OK. This keyboard doesn't have any of the bells and whistles of the higher model Privias and Celviano digital pianos. It doesn't have an LED screen. It only has 18 voices. It doesn't have line outs. It doesn't have lines in. It doesn't have a USB flash drive input. It comes with cheap speakers.
But this keyboard has the same key bed and the same sound engine for its concert grand piano that the higher models have. So through headphones or through a stereo system, the PX-150 will sound just as good as Casio's highest model.
And let me tell you, this keyboard has a fantastic set of keys and a superb grand piano.
The keys are made to feel like ivory and ebony keys. They have a light grain to them. They feel like expensive piano keys, not like plastic keyboard keys. The keys are progressively heavier and slower as you go down and lighter and faster as you go up the scale like a real grand piano. The keyboard has wonderful resonance. On a real piano, if you play three notes with the damper pedal pressed, you will hear the sympathetic vibration of the strings that aren't being played. Casio has modeled this effect. A typical MIDI keyboard will transmit 127 different levels of velocity depending on how it's played. The Casio delivers 16,256 levels!
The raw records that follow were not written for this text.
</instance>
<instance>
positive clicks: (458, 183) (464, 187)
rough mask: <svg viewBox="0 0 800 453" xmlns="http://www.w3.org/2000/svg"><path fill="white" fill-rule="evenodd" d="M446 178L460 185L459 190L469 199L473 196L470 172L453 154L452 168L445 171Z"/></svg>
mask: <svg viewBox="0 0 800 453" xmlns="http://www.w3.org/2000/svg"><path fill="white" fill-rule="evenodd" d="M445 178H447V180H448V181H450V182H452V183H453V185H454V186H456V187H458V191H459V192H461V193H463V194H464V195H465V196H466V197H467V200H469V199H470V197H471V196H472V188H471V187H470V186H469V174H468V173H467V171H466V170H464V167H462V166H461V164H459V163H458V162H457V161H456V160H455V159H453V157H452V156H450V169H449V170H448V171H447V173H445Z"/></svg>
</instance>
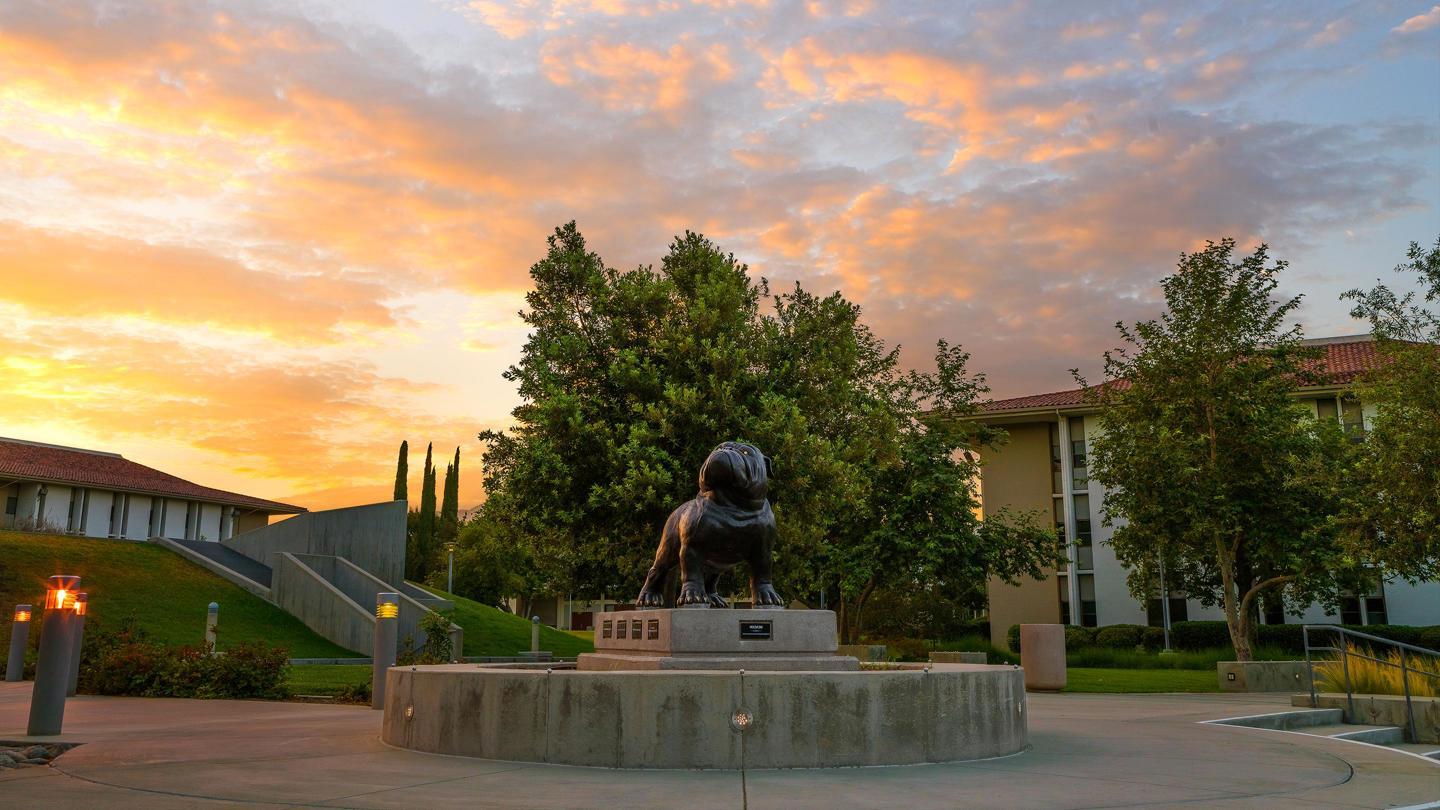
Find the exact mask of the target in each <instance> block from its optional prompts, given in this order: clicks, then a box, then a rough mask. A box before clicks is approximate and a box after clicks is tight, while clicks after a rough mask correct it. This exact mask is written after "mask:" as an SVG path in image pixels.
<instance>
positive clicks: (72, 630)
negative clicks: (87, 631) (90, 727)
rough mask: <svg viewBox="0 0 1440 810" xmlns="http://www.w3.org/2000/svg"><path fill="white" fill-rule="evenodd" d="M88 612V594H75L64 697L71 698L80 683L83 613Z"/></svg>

Only one voice on the keyboard has all of this detail, the concert grand piano. Through my $130 200W Logitech speakers that have a subwoofer and two satellites (keep the satellites resting on top of the PX-150 speakers) the Casio sounds just breathtaking. I can get thunderous fortes and the quietest pianissimos. There is balance throughout the keyboard's range. Casio's previous model had a quick decay in the midrange that frustrated me. The PX-150 has detailed expression. I am in love with this keyboard.
The other pianos and voices? They're very good. The electric piano is excellent. It has a great Rhodes sound.
Part of me wishes that I had spent the extra $200 for the PX-350 so that I could have the lines in and the USB flash input. The PX-150 does have a USB to host, and it can be used with some iPad apps. I would recommend that people buy the PX-350, but I was on a budget. And my PX-150 through these Logitechs sounds better than the PX-350 would through its onboard speakers.
All I can say is that I couldn't be any happier with the piano feel and the piano sound on this keyboard. It sounds just astounding through my $130 speakers. I can only imagine what it would sound like through an expensive sound system.